Pelosi: “Well, we’ll see. But what I’ll say is this: I don’t know if he’s guilty of treason. But I do know that he projects. Everything that he says—‘She’s in meltdown’ means that he’s in meltdown. Everything that he says, understand that he’s projecting his own recognizable [weakness].”

Brownstein: “But when you say, ‘All roads lead to Putin,’ what does that mean? Does that mean that you believe he is acting at the behest of Putin? Do you think he is trying to advance Putin’s interest?”

Pelosi: “I don’t know. All I know is the three things I mentioned in the room [with Trump], plus [a] fourth, the obstruction of our election … He is absolving Putin of any responsibility there … It’s just curious … I said early on: ‘What is it that the Russians have on the president—politically, personally, or financially?’”

Brownstein: “But just to be clear, do you think there is reason to question his loyalty to the United States?”

Pelosi: “I’m not going to that place.”

Pelosi’s words were careful, but it’s easy to forget how unimaginable they might have been at any previous point in American history. She did not directly accuse the president of acting at Russia’s behest, but she didn’t exactly absolve him of the accusation either.

It was one of many moments during the interview that reflected Pelosi’s sense that Trump had carried Washington to a moment that historians will view as a hinge point not only for the American presidency, but for the nation. As she’s done before, Pelosi paraphrased a stirring line Thomas Paine wrote in Common Sense during the American Revolution: “The time hath found us.”

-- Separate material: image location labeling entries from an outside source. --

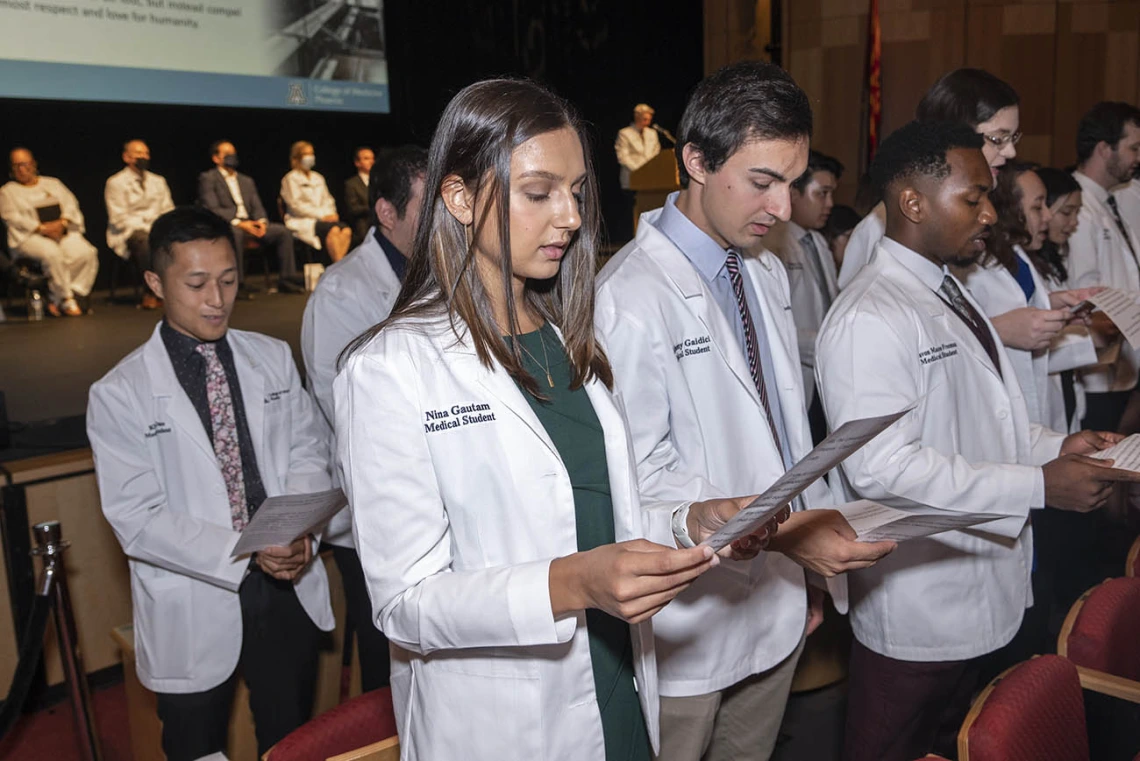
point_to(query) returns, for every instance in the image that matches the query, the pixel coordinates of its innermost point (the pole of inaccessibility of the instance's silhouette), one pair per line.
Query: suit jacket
(214, 195)
(358, 213)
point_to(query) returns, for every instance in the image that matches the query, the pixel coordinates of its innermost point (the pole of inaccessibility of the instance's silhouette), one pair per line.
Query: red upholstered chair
(1032, 712)
(352, 725)
(1100, 637)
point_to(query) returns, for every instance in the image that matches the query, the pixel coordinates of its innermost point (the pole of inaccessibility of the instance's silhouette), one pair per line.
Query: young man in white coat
(190, 433)
(1105, 248)
(906, 333)
(811, 269)
(703, 352)
(353, 295)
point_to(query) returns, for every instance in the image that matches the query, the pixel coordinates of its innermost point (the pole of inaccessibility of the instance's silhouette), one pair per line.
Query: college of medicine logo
(296, 95)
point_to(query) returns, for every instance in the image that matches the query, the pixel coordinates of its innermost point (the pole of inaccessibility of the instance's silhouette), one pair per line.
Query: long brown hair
(475, 137)
(1010, 228)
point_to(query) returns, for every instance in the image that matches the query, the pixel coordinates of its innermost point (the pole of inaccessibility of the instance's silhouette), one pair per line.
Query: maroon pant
(902, 710)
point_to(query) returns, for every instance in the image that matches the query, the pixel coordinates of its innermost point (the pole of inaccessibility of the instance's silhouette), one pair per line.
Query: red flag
(874, 80)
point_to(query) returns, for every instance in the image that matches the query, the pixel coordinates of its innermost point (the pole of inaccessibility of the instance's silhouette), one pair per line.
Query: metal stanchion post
(49, 546)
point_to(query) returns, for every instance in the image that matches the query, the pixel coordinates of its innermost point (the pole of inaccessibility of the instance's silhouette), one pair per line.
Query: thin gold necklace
(546, 363)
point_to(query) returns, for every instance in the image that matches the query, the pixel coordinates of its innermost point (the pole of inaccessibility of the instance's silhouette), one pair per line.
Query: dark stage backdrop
(602, 55)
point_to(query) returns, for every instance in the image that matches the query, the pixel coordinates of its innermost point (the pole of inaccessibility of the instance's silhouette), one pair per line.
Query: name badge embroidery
(937, 353)
(691, 346)
(155, 428)
(457, 416)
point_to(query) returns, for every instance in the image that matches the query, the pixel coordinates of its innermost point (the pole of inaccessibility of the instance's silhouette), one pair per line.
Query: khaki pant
(738, 723)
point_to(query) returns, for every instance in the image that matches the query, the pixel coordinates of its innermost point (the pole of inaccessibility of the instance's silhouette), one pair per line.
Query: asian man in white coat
(190, 433)
(1104, 251)
(906, 333)
(353, 295)
(811, 269)
(703, 345)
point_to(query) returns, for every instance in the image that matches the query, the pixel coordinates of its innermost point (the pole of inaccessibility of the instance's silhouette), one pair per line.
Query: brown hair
(475, 137)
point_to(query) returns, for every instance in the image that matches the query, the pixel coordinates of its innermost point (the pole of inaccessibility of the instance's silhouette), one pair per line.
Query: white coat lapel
(164, 385)
(251, 377)
(687, 281)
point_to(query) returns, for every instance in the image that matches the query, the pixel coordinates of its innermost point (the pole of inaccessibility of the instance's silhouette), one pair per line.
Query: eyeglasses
(1002, 140)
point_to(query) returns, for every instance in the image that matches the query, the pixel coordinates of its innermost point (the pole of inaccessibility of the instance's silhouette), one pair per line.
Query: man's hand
(1082, 484)
(55, 230)
(822, 540)
(1089, 442)
(286, 563)
(706, 518)
(1031, 328)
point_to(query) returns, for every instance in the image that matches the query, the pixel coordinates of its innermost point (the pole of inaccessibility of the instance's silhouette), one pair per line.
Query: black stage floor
(47, 367)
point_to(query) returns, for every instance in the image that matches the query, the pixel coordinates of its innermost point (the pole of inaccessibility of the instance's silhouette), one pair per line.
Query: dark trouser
(1105, 410)
(138, 248)
(278, 662)
(277, 238)
(902, 710)
(375, 661)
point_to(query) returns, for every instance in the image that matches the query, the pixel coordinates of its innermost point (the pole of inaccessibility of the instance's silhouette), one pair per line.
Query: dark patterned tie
(1121, 226)
(751, 348)
(227, 448)
(953, 296)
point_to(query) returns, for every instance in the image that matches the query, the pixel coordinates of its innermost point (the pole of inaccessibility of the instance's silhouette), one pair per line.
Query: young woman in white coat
(488, 463)
(965, 96)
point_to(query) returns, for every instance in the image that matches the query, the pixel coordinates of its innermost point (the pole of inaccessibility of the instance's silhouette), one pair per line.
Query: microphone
(665, 132)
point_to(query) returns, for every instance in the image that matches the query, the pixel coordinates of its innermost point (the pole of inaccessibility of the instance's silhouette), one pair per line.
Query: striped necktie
(751, 348)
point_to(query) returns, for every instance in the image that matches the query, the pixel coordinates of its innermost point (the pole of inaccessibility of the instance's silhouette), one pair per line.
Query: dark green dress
(572, 425)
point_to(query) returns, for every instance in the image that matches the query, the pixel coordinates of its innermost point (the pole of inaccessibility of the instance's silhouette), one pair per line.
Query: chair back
(364, 720)
(1032, 712)
(1100, 631)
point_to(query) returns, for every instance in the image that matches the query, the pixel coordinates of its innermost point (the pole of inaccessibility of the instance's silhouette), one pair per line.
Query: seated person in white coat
(487, 461)
(703, 349)
(1105, 248)
(310, 210)
(811, 269)
(352, 295)
(190, 433)
(46, 224)
(905, 333)
(136, 197)
(965, 96)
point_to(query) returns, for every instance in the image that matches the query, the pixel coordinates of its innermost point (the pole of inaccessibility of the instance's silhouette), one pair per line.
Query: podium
(653, 182)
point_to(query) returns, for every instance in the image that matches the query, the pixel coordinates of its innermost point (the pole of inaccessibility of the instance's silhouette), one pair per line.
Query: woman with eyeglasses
(967, 96)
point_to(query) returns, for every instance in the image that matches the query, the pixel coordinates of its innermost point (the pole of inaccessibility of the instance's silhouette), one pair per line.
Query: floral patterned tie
(225, 434)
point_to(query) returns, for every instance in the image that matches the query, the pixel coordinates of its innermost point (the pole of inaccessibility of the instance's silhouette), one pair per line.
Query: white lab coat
(998, 292)
(132, 206)
(352, 295)
(699, 431)
(890, 342)
(634, 149)
(862, 244)
(1099, 255)
(165, 499)
(307, 199)
(807, 303)
(461, 501)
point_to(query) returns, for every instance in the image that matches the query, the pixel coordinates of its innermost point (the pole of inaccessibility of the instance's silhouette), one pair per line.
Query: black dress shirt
(190, 370)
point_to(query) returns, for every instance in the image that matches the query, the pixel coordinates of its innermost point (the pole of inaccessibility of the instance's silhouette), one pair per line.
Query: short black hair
(966, 96)
(184, 224)
(919, 148)
(817, 162)
(1104, 123)
(750, 100)
(392, 174)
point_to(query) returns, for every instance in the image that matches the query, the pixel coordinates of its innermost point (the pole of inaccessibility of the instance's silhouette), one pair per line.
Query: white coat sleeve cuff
(529, 606)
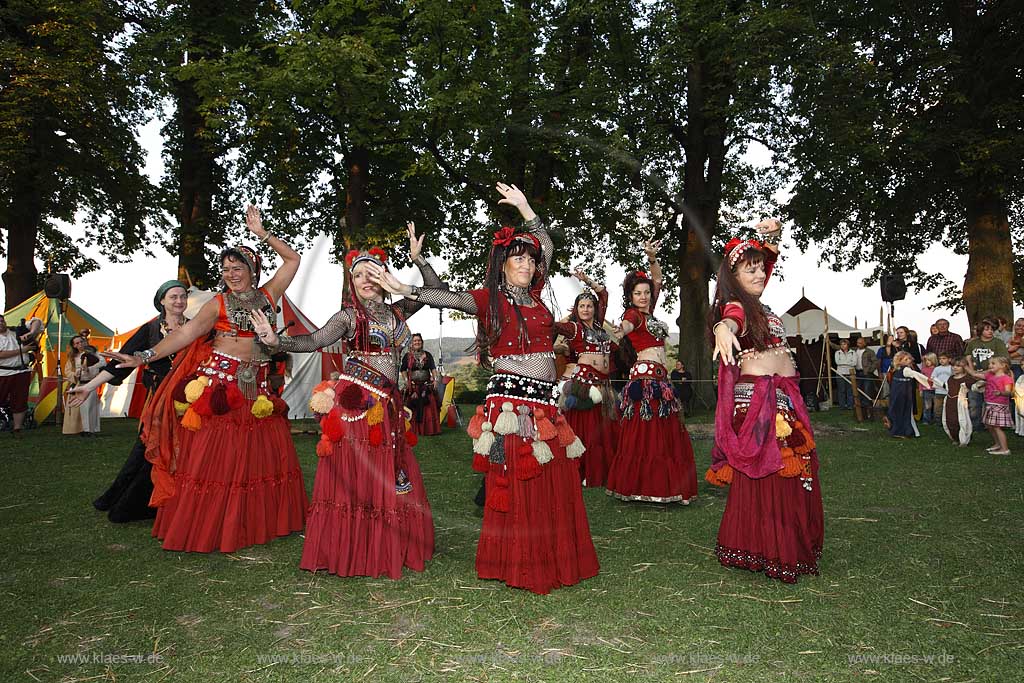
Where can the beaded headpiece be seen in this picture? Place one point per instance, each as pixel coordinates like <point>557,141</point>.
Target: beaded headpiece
<point>375,255</point>
<point>735,247</point>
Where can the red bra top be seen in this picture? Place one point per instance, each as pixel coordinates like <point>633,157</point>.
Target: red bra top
<point>641,336</point>
<point>539,326</point>
<point>223,324</point>
<point>776,331</point>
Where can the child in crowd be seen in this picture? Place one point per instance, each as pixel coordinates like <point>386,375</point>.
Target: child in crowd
<point>901,396</point>
<point>998,389</point>
<point>928,364</point>
<point>955,413</point>
<point>940,374</point>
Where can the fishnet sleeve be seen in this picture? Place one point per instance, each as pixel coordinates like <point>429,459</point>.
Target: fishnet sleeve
<point>538,227</point>
<point>409,306</point>
<point>439,298</point>
<point>340,325</point>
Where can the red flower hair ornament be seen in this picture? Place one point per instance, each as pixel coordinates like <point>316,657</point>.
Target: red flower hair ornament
<point>735,247</point>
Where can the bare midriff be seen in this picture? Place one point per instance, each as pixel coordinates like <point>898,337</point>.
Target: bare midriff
<point>598,361</point>
<point>653,354</point>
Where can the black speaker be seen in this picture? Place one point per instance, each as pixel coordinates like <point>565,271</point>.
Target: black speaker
<point>57,286</point>
<point>893,288</point>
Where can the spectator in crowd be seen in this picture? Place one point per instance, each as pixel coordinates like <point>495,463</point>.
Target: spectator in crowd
<point>1004,331</point>
<point>940,376</point>
<point>1016,348</point>
<point>982,348</point>
<point>15,370</point>
<point>681,379</point>
<point>928,364</point>
<point>89,367</point>
<point>945,341</point>
<point>72,374</point>
<point>907,341</point>
<point>845,361</point>
<point>867,373</point>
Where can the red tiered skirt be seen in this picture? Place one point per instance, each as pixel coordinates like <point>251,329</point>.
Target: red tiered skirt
<point>359,524</point>
<point>775,523</point>
<point>543,541</point>
<point>238,483</point>
<point>653,459</point>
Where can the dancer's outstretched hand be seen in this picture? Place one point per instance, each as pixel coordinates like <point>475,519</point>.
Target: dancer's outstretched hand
<point>415,244</point>
<point>263,329</point>
<point>255,222</point>
<point>512,196</point>
<point>124,360</point>
<point>725,341</point>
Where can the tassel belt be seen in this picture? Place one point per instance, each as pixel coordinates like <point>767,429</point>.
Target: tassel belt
<point>585,374</point>
<point>504,385</point>
<point>251,376</point>
<point>743,392</point>
<point>647,370</point>
<point>367,377</point>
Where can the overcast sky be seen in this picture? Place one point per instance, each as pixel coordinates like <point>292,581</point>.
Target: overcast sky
<point>121,294</point>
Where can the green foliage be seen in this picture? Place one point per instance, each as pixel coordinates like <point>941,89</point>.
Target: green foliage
<point>68,115</point>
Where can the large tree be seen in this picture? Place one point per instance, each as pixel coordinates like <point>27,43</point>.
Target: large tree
<point>69,112</point>
<point>908,131</point>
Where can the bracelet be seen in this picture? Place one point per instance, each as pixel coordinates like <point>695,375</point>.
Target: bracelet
<point>145,355</point>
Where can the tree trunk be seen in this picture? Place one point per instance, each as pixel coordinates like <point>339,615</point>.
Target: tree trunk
<point>26,213</point>
<point>196,187</point>
<point>988,288</point>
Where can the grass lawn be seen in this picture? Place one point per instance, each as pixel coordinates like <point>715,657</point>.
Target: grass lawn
<point>921,581</point>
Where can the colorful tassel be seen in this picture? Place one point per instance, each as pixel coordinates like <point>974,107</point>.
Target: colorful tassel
<point>333,426</point>
<point>195,388</point>
<point>507,423</point>
<point>480,463</point>
<point>782,428</point>
<point>375,415</point>
<point>565,434</point>
<point>321,402</point>
<point>525,423</point>
<point>485,440</point>
<point>543,453</point>
<point>476,423</point>
<point>218,400</point>
<point>545,430</point>
<point>526,466</point>
<point>576,449</point>
<point>192,420</point>
<point>376,436</point>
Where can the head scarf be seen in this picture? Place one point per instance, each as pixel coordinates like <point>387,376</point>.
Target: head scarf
<point>163,290</point>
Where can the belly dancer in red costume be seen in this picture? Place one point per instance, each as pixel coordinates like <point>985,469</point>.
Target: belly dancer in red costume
<point>653,460</point>
<point>764,447</point>
<point>587,399</point>
<point>227,475</point>
<point>370,514</point>
<point>535,534</point>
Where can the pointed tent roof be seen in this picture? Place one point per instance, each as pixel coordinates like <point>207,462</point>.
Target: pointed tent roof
<point>66,324</point>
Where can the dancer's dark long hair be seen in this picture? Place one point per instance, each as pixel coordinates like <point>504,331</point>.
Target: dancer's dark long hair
<point>630,284</point>
<point>489,328</point>
<point>728,290</point>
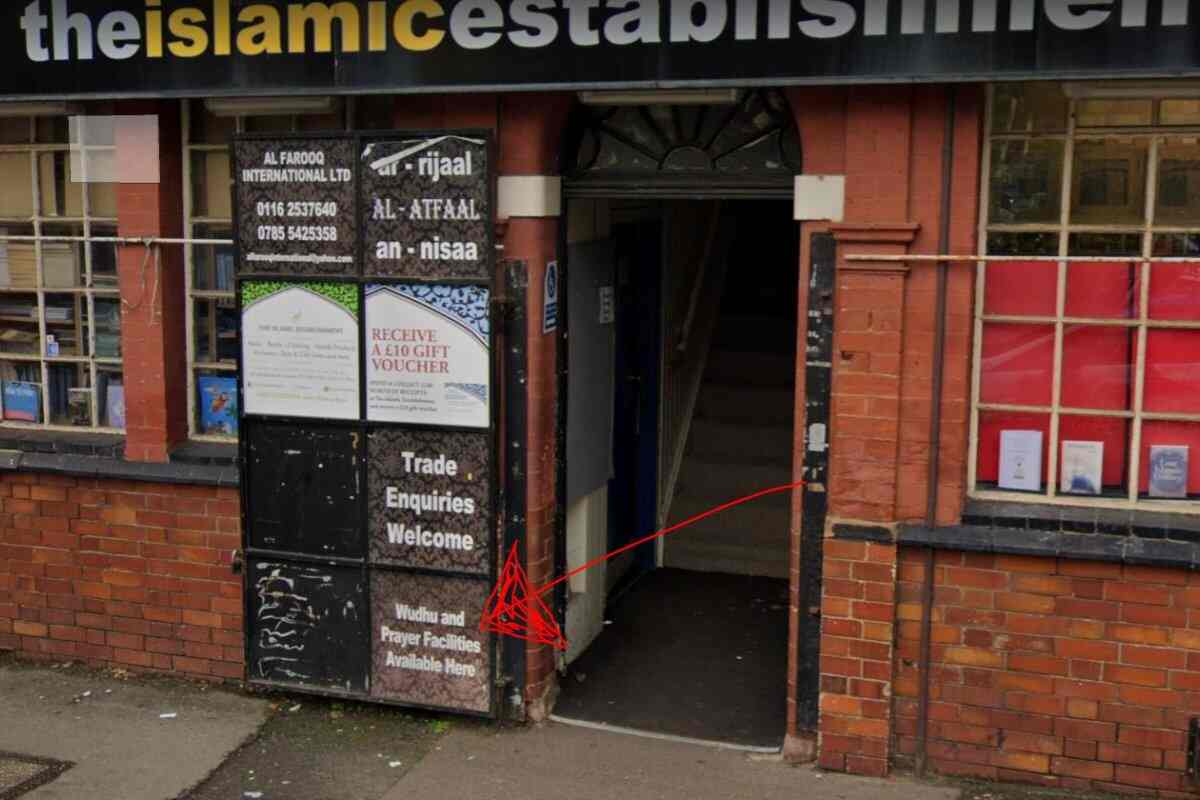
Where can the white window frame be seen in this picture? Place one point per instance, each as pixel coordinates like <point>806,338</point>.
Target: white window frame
<point>1141,324</point>
<point>89,292</point>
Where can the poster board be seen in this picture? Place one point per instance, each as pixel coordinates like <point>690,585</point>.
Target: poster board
<point>366,428</point>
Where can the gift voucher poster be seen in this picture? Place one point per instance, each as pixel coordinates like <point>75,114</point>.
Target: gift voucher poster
<point>429,355</point>
<point>300,349</point>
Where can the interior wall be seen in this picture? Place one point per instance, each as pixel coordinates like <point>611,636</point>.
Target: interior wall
<point>587,516</point>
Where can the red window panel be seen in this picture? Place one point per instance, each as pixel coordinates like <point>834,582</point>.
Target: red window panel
<point>1097,367</point>
<point>1020,288</point>
<point>1175,292</point>
<point>1102,290</point>
<point>1017,365</point>
<point>1171,433</point>
<point>1173,372</point>
<point>1114,432</point>
<point>990,426</point>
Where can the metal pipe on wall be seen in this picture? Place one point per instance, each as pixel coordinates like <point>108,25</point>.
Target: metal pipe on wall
<point>935,431</point>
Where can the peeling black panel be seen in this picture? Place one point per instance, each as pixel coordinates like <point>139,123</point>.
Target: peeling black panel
<point>817,376</point>
<point>309,625</point>
<point>303,488</point>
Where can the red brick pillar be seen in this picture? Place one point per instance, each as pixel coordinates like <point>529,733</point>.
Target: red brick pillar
<point>151,281</point>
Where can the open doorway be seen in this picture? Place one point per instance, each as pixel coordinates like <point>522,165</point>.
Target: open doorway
<point>682,365</point>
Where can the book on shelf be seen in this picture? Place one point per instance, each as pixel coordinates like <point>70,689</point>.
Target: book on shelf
<point>1083,468</point>
<point>1168,470</point>
<point>22,401</point>
<point>1020,459</point>
<point>219,404</point>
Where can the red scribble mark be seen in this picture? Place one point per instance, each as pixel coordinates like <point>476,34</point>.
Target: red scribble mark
<point>517,611</point>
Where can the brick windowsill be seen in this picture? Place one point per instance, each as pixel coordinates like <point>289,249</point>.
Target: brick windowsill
<point>95,455</point>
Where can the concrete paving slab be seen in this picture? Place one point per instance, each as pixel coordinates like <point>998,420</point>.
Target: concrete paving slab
<point>120,746</point>
<point>552,762</point>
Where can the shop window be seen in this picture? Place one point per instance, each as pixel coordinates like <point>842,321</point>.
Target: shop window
<point>213,322</point>
<point>60,361</point>
<point>1087,385</point>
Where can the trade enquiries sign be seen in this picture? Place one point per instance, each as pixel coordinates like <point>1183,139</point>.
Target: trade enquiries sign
<point>367,432</point>
<point>79,48</point>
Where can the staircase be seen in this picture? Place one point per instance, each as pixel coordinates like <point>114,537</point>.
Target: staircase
<point>741,441</point>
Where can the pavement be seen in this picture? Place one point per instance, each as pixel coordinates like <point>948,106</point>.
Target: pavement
<point>113,732</point>
<point>555,761</point>
<point>112,728</point>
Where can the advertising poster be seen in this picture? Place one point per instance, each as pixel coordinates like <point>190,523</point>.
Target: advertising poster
<point>429,355</point>
<point>426,644</point>
<point>300,349</point>
<point>295,206</point>
<point>430,503</point>
<point>426,210</point>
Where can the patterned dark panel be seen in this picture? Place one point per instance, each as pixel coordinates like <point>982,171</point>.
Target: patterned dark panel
<point>426,208</point>
<point>303,488</point>
<point>307,625</point>
<point>297,210</point>
<point>412,500</point>
<point>426,644</point>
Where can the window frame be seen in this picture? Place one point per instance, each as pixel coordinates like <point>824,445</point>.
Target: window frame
<point>1140,324</point>
<point>347,110</point>
<point>87,290</point>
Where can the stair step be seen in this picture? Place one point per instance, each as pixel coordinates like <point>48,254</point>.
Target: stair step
<point>750,367</point>
<point>723,482</point>
<point>732,445</point>
<point>749,404</point>
<point>724,559</point>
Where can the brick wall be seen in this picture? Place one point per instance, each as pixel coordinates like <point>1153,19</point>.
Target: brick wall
<point>1062,673</point>
<point>120,573</point>
<point>857,635</point>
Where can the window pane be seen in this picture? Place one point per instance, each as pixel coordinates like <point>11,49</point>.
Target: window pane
<point>1170,451</point>
<point>103,258</point>
<point>21,383</point>
<point>1097,367</point>
<point>216,331</point>
<point>1026,181</point>
<point>1027,108</point>
<point>66,325</point>
<point>1109,182</point>
<point>1093,455</point>
<point>1018,365</point>
<point>216,403</point>
<point>213,265</point>
<point>991,425</point>
<point>63,262</point>
<point>111,397</point>
<point>18,324</point>
<point>1114,113</point>
<point>1180,112</point>
<point>210,185</point>
<point>70,394</point>
<point>1104,245</point>
<point>59,196</point>
<point>1173,372</point>
<point>1102,290</point>
<point>1177,202</point>
<point>16,176</point>
<point>107,328</point>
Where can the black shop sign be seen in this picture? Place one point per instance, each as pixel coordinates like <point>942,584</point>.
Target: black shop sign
<point>367,435</point>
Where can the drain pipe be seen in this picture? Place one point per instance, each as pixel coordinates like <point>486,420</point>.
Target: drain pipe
<point>935,432</point>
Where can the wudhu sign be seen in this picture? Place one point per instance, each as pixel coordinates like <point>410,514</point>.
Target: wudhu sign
<point>52,48</point>
<point>367,435</point>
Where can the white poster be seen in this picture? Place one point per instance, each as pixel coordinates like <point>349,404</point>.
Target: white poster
<point>300,349</point>
<point>429,358</point>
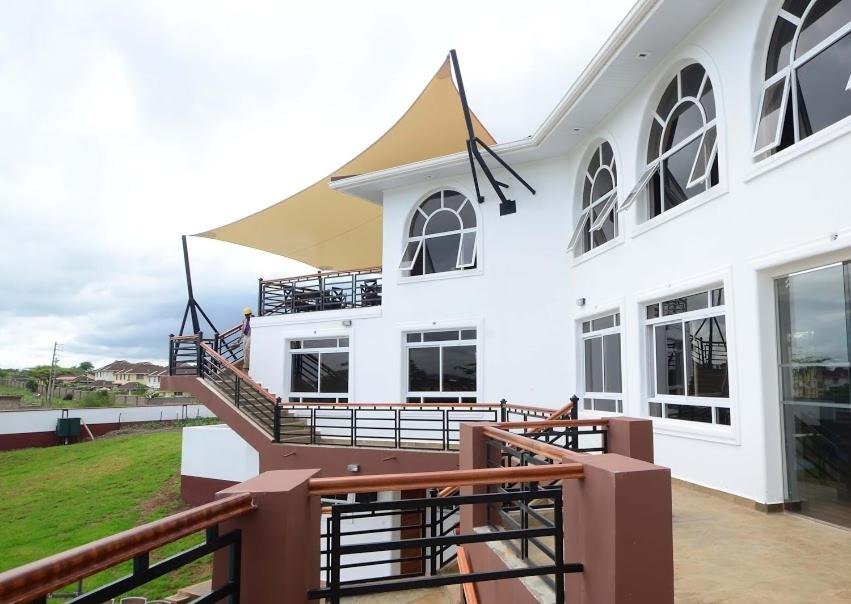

“We think the times have found us now,” she said. “Not any one of us, but all of us, all of you. The times have found us to protect this Constitution of the United States with three co-equal branches of government as a check and balance on each other.” With open House hearings, a floor vote to impeach, and a Senate impeachment trial now all on the horizon, the next few months will measure how many Americans see this confrontation the same way.